Like obviously personal property can include hygiene products, firearms, or electronic devices. However I've seen some Marxists say that houses can be considered personal property so long as the land they're built on is owned publicly. Is this a valid perspective or are these champagne socialists clinging to their liberalism?

  • a_jug_of_marx_piss [he/him]
    ·
    edit-2
    4 years ago

    Houses are actually a good example for this because they are already owned both privately and personally. A landlord (yuck) owns them privately and can sell them, but the tenant owns them personally. Your landlord couldn't come sleep on your couch after a night of drinking, even though they own your house, because they sell you the personal ownership. Similarly, you couldn't sell or rent your house because you don't own it privately.

    In a communist society, you could personally own a house, but you couldn't sell or rent it. And you probably couldn't own multiple houses, unless you had a good reason.

    • MichelLouise [he/him]
      ·
      4 years ago

      you probably couldn’t own multiple houses, unless you had a good reason.

      If I live in Vermont, but work in Washington, and enjoy spending my summer vacations by the lake, is that a good reason?

    • Keeperofthe7keys [he/him]
      ·
      4 years ago

      but you couldn’t sell or rent it. And you probably couldn’t own multiple houses

      You'd still have to sell it for someone else to personally own if you're going to move, especially if you're hard defining not being able to own multiple.

      • a_jug_of_marx_piss [he/him]
        ·
        4 years ago

        I used communist society here to mean advanced stage communism, where there is no money. You could maybe trade your house for another or just announce that it is free to whatever service is used to look for places to live. In less advanced communist societies you might still sell and buy houses.

  • emizeko [they/them]
    ·
    edit-2
    4 years ago

    your residence is personal property

    https://pics.me.me/know-the-difference-personal-property-private-property-buildings-used-to-34441890.png

    that doesn't mean you can have the palace at Versailles though

    • discontinuuity [he/him]
      ·
      4 years ago

      Someone I know is a real estate agent and posted a listing for a $15 million house that was like the size of a high school. I hope that after the revolution it could be turned into something useful, like break it up into smaller apartments or something

  • hogposting [he/him,comrade/them]
    ·
    4 years ago

    I think the line should be drawn at what you personally, substantially use. If you live in your house full-time year-round it makes sense for you to be able to exclude others from it. This shouldn't extend to full fee simple ownership, which would allow you to sell the land at profit or will it to whoever you want when you die, but it should allow you to maintain a home you're actually living in for the duration of your life. IIRC Cuba handles housing like this.

  • snackage [he/him]
    ·
    4 years ago

    You own your house as long as you use it. What own means is then up to debate.

  • penguin_von_doom [she/her]
    ·
    4 years ago

    If it is used to generate value by making other people use it by buying their labor, then I'd say that is private property. I think some form, extend of private property is ok. Personal house, personal possessions, a collection of handmade items, even a summer house etc. in my book all these are personal property.
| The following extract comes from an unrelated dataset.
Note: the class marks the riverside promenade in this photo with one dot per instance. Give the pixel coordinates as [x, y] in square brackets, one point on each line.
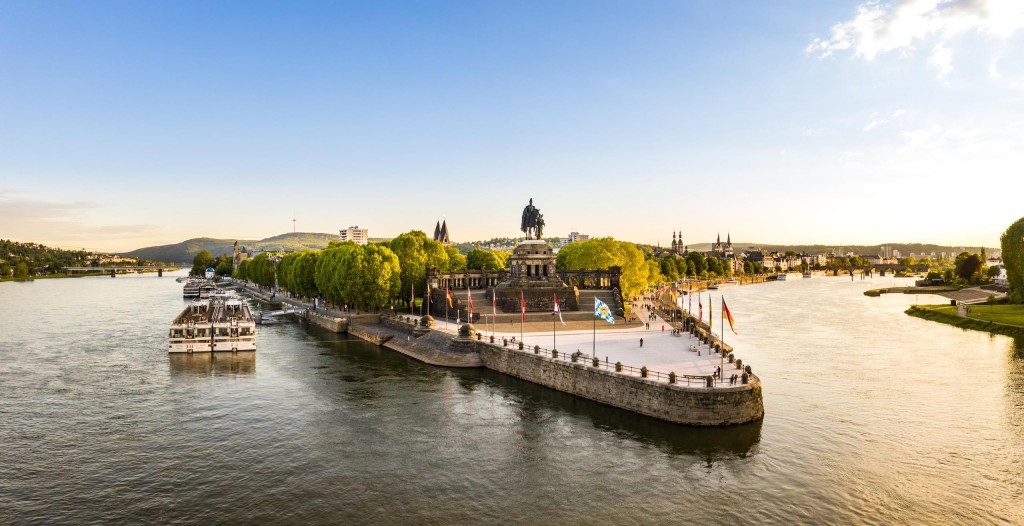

    Not toothbrushes tho. Toothbrushes are communal.

    • VHS [he/him]
      ·
      4 years ago

      i see no reason not to share summer houses. it's not like you're using it all the time

      • penguin_von_doom [she/her]
        ·
        4 years ago

        Yeah, definitely. but as long as you're not charging rent for it, it still can be personal property.

  • Owl [he/him]
    ·
    4 years ago

    You can own the thing you live in. If you live in a multi-unit building, you can personally own your unit and communally own the building with everyone else who lives there.

    A hotel probably isn't anyone's personal property, and should belong to either a hospitality workers' coop or the government. Long stay hotels exist though, and a lot of homeless people are stuck permanently living in those, which is rent and bad, would still be rent and bad even if the landlords made their beds every day. The boundary is somewhere in there.

  • Keeperofthe7keys [he/him]
    ·
    4 years ago

    A small plot of land the house is on could even count. They key word being small, for example the yard adjacent to your house with your shed that has belongings, with your vegetable garden and fenced in for your dog isn't exactly what you could call shared public property.

    Obviously trying to rent the property out crosses that line though, any industrial or office building, land used for business, land that isn't attached to your inhabited home or used to produce commodities (where a vegetable garden to produce your own food counts as personal, farmland would count as private) etc. If it's for commercial use or is a public space It's not personal property, if it's for your personal use or habitation it is.